Он поклонился и вышел из зала.
– Ах, мсье, что вы наделали? – прошептала виконтесса, заливаясь слезами. – Это испытание было последним, и вскоре... Отец раздражен, а если бы вы знали, как он упорен в своем гневе!
– Мадам, – вмешался виконт, – мы поговорим об этом после. А теперь надо постараться успокоить отца. Мы должны предупредить, если возможно, новые несчастья.
Он взял жену за руку и поспешно увел ее.
Оставшись одни, Арман и Раво молчали, не глядя друг на друга. Наконец Раво встал, и, подойдя к своему другу, смущенно произнес:
– Что, Вернейль, ты в самом деле недоволен мной... за...
– Оставь меня, – с раздражением
– Вот, что называется, от одного берега отстал, а к другому не пристал! – сказал Раво жалобным голосом. – Все нападают на меня, потому что я осмелился защитить жизнь и спокойствие товарища... В самом деле, можешь ли ты сердиться на меня за верность тебе?
– Твоя дружба подобна дружбе медведя из басни, который берет булыжник, чтобы отогнать муху... Но довольно! Капитан Раво должен понять, что, нанеся такое оскорбление хозяину дома, ему следует уйти отсюда, и немедленно.
– Хорошо, я ухожу, Арман. Я вошел почти силой в этот дом, надеясь быть вам полезным; теперь я покидаю его, потому что горячо вступился за ваши интересы. Когда-нибудь вы вспомните об этом, может быть... Прощайте.
Он протянул Вернейлю руку, но тот не пожал ее и отвернулся. На глазах Раво выступили слезы, но он молча поклонился и хотел удалиться, когда вошла виконтесса. По лицу Раво она тотчас угадала, что произошло.

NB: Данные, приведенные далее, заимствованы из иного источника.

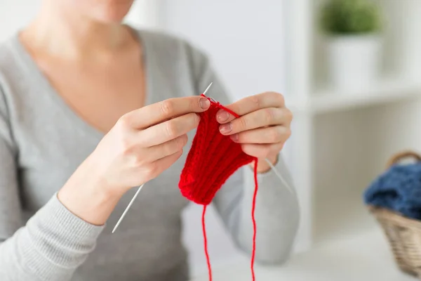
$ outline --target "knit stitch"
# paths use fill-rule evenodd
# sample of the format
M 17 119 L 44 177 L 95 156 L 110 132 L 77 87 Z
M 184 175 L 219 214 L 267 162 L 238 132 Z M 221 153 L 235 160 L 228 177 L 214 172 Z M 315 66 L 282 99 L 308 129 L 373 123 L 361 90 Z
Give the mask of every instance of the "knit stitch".
M 254 280 L 253 266 L 256 237 L 254 212 L 258 191 L 257 158 L 246 154 L 240 144 L 234 142 L 229 136 L 222 135 L 219 131 L 220 124 L 216 120 L 216 114 L 220 109 L 231 113 L 236 118 L 239 117 L 239 115 L 213 99 L 203 94 L 201 96 L 210 101 L 210 106 L 208 110 L 199 114 L 200 123 L 181 173 L 180 190 L 181 194 L 189 200 L 203 205 L 202 228 L 205 254 L 209 270 L 209 280 L 211 281 L 212 272 L 205 226 L 206 207 L 212 202 L 216 192 L 232 174 L 240 167 L 255 161 L 255 189 L 252 207 L 254 233 L 251 257 L 251 271 Z

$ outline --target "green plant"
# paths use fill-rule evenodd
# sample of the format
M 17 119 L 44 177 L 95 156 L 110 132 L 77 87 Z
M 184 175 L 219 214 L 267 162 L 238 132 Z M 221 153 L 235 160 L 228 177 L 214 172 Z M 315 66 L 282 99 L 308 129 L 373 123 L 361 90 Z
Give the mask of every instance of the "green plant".
M 372 0 L 329 0 L 321 22 L 322 30 L 333 34 L 373 33 L 382 27 L 380 8 Z

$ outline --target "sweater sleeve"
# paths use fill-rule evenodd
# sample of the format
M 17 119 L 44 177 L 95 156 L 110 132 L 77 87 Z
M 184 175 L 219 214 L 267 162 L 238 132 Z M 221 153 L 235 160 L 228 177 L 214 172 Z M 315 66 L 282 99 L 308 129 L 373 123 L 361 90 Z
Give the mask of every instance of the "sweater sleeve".
M 17 152 L 0 89 L 0 280 L 69 280 L 103 226 L 73 215 L 55 195 L 24 223 Z
M 209 83 L 213 82 L 207 96 L 222 104 L 231 103 L 206 55 L 191 46 L 188 48 L 197 84 L 196 91 L 200 93 Z M 281 264 L 288 259 L 300 222 L 295 186 L 281 155 L 275 169 L 285 181 L 281 181 L 272 170 L 258 176 L 255 259 L 260 263 Z M 251 254 L 253 246 L 251 208 L 254 188 L 253 171 L 248 166 L 243 166 L 227 181 L 213 202 L 234 241 L 248 254 Z

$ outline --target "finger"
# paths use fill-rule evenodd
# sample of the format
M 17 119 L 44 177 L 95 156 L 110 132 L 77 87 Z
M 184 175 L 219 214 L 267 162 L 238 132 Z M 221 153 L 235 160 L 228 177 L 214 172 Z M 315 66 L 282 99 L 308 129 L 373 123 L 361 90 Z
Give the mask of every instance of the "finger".
M 202 112 L 210 105 L 207 98 L 200 96 L 170 98 L 130 112 L 120 121 L 130 127 L 144 129 L 188 113 Z
M 283 96 L 278 93 L 267 92 L 241 99 L 226 106 L 240 116 L 265 107 L 283 107 L 285 106 Z M 216 114 L 216 119 L 221 124 L 229 122 L 235 117 L 224 110 Z
M 289 126 L 288 110 L 268 107 L 254 111 L 220 126 L 223 135 L 232 135 L 244 131 L 271 125 Z
M 279 152 L 284 143 L 274 144 L 246 143 L 241 145 L 244 153 L 258 158 L 266 158 L 269 155 Z
M 184 134 L 166 143 L 153 146 L 149 148 L 150 155 L 148 159 L 151 162 L 156 161 L 181 151 L 187 143 L 187 135 Z
M 175 162 L 182 155 L 182 150 L 178 151 L 174 154 L 159 159 L 149 165 L 149 172 L 147 181 L 150 181 L 152 178 L 156 178 L 163 171 L 171 166 L 174 162 Z
M 144 146 L 154 146 L 187 133 L 199 126 L 200 117 L 189 113 L 153 126 L 140 132 Z
M 290 134 L 289 128 L 274 126 L 235 133 L 231 138 L 238 143 L 277 143 L 286 141 Z

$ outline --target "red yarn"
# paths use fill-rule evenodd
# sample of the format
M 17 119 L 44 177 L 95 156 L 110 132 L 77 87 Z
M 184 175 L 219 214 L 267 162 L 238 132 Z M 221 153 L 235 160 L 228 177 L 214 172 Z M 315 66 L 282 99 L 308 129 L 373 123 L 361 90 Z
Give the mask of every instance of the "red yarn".
M 203 244 L 205 245 L 205 254 L 206 255 L 206 262 L 208 263 L 208 270 L 209 271 L 209 281 L 212 281 L 212 270 L 210 268 L 210 259 L 208 251 L 208 237 L 206 237 L 206 226 L 205 224 L 205 214 L 206 214 L 206 206 L 203 205 L 203 211 L 202 213 L 202 229 L 203 230 Z
M 206 97 L 203 94 L 201 96 Z M 219 131 L 220 124 L 216 121 L 216 114 L 220 109 L 231 113 L 236 118 L 239 117 L 239 115 L 220 103 L 207 98 L 210 101 L 210 107 L 208 110 L 199 114 L 200 123 L 182 171 L 178 186 L 184 197 L 196 204 L 203 205 L 202 228 L 209 280 L 211 281 L 212 271 L 205 227 L 206 207 L 212 202 L 216 192 L 232 174 L 240 167 L 255 161 L 255 187 L 251 215 L 253 223 L 251 271 L 253 280 L 255 280 L 256 223 L 254 214 L 258 188 L 258 159 L 244 153 L 240 144 L 234 143 L 231 138 L 222 135 Z

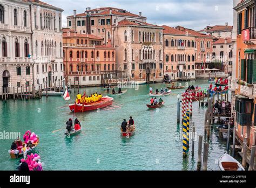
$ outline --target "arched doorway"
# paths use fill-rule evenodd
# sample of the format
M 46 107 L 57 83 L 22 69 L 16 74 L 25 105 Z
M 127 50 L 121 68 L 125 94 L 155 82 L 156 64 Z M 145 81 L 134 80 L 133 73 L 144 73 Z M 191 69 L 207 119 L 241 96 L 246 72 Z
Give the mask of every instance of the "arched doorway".
M 10 73 L 8 71 L 5 70 L 3 72 L 3 88 L 4 89 L 4 92 L 5 90 L 6 90 L 7 87 L 8 87 L 9 82 L 10 81 Z

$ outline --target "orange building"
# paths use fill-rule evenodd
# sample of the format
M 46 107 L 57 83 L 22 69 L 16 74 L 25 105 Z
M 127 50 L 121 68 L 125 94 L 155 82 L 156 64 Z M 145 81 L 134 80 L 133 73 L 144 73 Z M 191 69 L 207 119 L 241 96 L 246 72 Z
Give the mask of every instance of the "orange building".
M 235 129 L 241 143 L 247 138 L 251 148 L 256 133 L 256 33 L 254 1 L 242 1 L 238 13 L 236 52 Z
M 99 85 L 104 79 L 116 77 L 116 51 L 109 39 L 63 29 L 64 69 L 71 85 Z

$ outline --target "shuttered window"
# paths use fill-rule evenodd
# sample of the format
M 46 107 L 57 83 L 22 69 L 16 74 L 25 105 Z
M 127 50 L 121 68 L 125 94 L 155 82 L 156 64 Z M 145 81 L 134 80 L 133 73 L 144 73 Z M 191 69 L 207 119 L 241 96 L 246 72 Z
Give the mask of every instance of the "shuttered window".
M 246 60 L 241 60 L 241 80 L 245 81 L 246 73 Z

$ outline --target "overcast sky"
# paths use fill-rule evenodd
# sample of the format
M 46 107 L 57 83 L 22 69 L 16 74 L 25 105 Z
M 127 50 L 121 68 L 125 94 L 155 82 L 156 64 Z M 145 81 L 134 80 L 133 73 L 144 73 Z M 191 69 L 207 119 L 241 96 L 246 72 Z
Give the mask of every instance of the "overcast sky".
M 184 26 L 196 30 L 207 25 L 233 25 L 232 0 L 43 0 L 64 10 L 63 26 L 66 17 L 84 12 L 86 7 L 111 6 L 123 9 L 132 13 L 142 12 L 147 23 L 170 26 Z

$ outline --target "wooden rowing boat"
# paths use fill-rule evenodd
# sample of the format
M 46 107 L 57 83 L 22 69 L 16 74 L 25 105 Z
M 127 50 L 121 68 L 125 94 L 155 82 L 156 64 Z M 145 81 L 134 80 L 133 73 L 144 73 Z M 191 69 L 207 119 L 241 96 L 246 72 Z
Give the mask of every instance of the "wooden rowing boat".
M 126 92 L 127 92 L 127 89 L 125 89 L 125 90 L 122 92 L 122 93 L 118 93 L 117 92 L 114 94 L 109 93 L 109 94 L 107 94 L 107 95 L 110 96 L 120 96 L 120 95 L 122 95 L 125 94 Z
M 131 136 L 133 136 L 135 133 L 135 126 L 134 126 L 134 129 L 131 131 L 126 131 L 123 132 L 121 128 L 121 134 L 123 136 L 126 136 L 126 137 L 130 137 Z
M 149 108 L 161 108 L 164 105 L 164 102 L 163 102 L 161 104 L 158 104 L 157 105 L 146 105 Z
M 172 93 L 171 92 L 171 90 L 169 90 L 167 93 L 164 93 L 163 94 L 161 94 L 160 93 L 159 94 L 150 93 L 149 95 L 150 96 L 163 96 L 169 95 L 171 94 Z
M 183 89 L 185 87 L 185 86 L 171 86 L 171 87 L 166 86 L 166 87 L 168 89 Z
M 221 171 L 245 171 L 242 165 L 227 154 L 224 154 L 219 159 L 219 167 Z

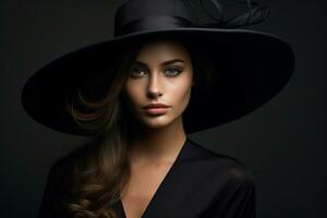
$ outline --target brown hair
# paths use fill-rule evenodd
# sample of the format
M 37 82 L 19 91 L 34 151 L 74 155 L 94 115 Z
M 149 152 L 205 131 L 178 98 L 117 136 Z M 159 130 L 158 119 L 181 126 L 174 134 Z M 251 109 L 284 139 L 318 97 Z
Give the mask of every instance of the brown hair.
M 83 162 L 73 168 L 66 207 L 70 217 L 116 217 L 110 210 L 110 205 L 120 199 L 119 194 L 131 172 L 126 148 L 132 141 L 130 125 L 133 118 L 128 112 L 121 95 L 141 45 L 142 43 L 138 46 L 130 45 L 128 50 L 122 50 L 118 59 L 119 68 L 114 69 L 116 73 L 110 84 L 107 83 L 109 85 L 105 95 L 89 100 L 85 97 L 86 94 L 77 89 L 76 95 L 66 105 L 76 123 L 96 135 L 96 144 L 87 152 Z M 191 49 L 189 44 L 184 43 L 184 46 L 189 49 L 194 65 L 195 86 L 201 87 L 199 84 L 209 83 L 209 76 L 198 76 L 197 72 L 202 69 L 207 72 L 201 72 L 203 75 L 211 75 L 209 68 L 203 69 L 203 56 L 195 51 L 194 47 Z M 100 81 L 108 82 L 104 78 Z

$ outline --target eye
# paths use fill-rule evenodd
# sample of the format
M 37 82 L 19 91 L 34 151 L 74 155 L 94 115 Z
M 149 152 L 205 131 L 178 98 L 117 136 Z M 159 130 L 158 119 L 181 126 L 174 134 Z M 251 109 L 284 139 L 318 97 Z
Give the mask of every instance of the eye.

– Не покидайте нас так поспешно, капитан, – сказала она, улыбаясь. – Вы, может быть, совершили совсем не такой большой проступок, как думают некоторые, и я надеюсь скоро помирить вас с графом, потому что он чувствует себя несколько виноватым по отношению к одному из ваших знакомых.
– Ах, мадам, – вздохнул Раво, – не граф здесь несправедливее и строже всех ко мне!
– Потерпите, – теперь друг ваш огорчен, но когда он будет счастлив, то думаю, простит всех, на кого он мог обижаться. А к концу дня он будет счастлив, я вам это обещаю.
– Счастлив? Я? – Удивленно спросил Вернейль.
– Да, дорогой кузен, сегодня кончатся ваши горести. Но не спрашивайте меня ни о чем, я обещала хранить тайну и ухожу из опасения не сдержать своего обещания. А вы удалитесь в свою комнату и будьте готовы идти на луг Анемонов, когда вам скажут.
– На луг Анемонов? – повторил Арман. – Какое отношение может иметь это грустное место к...
– Это приказание графа, и как бы ни были странны его фантазии, им привыкли здесь слепо подчиняться. Поступайте, как мы, и на этот раз вы не будете раскаиваться.
– Мадам, – сказал Раво, – полковник Вернейль очень слаб, а место, о котором вы говорите, далеко.
– На что же у полковника ваша крепкая и преданная рука? Он может опереться на нее. А уж оттуда, ручаюсь вам, он дойдет сам.
И она убежала.
Вернейль терялся в догадках и ничего не понимал. Наконец он встал и, положив руку на плечо своего друга, как будто между ними не было никакой ссоры, сказал:
– Раво, добрый мой Раво, неужели я опять брежу?
– Надеюсь, что нет. Я даже начинаю думать, что твои грезы были явью.
Арман вонзил в него огненный взгляд.
– Раво, – прошептал он, – ты тоже подозреваешь, что Галатея...
– Ну да. Возможно это или нет, а мне кажется, что Галатея жива.
– Жива, говоришь ты? – и Арман бросился в его объятия, обливаясь слезами. – Галатея жива? Неужели чудо свершится?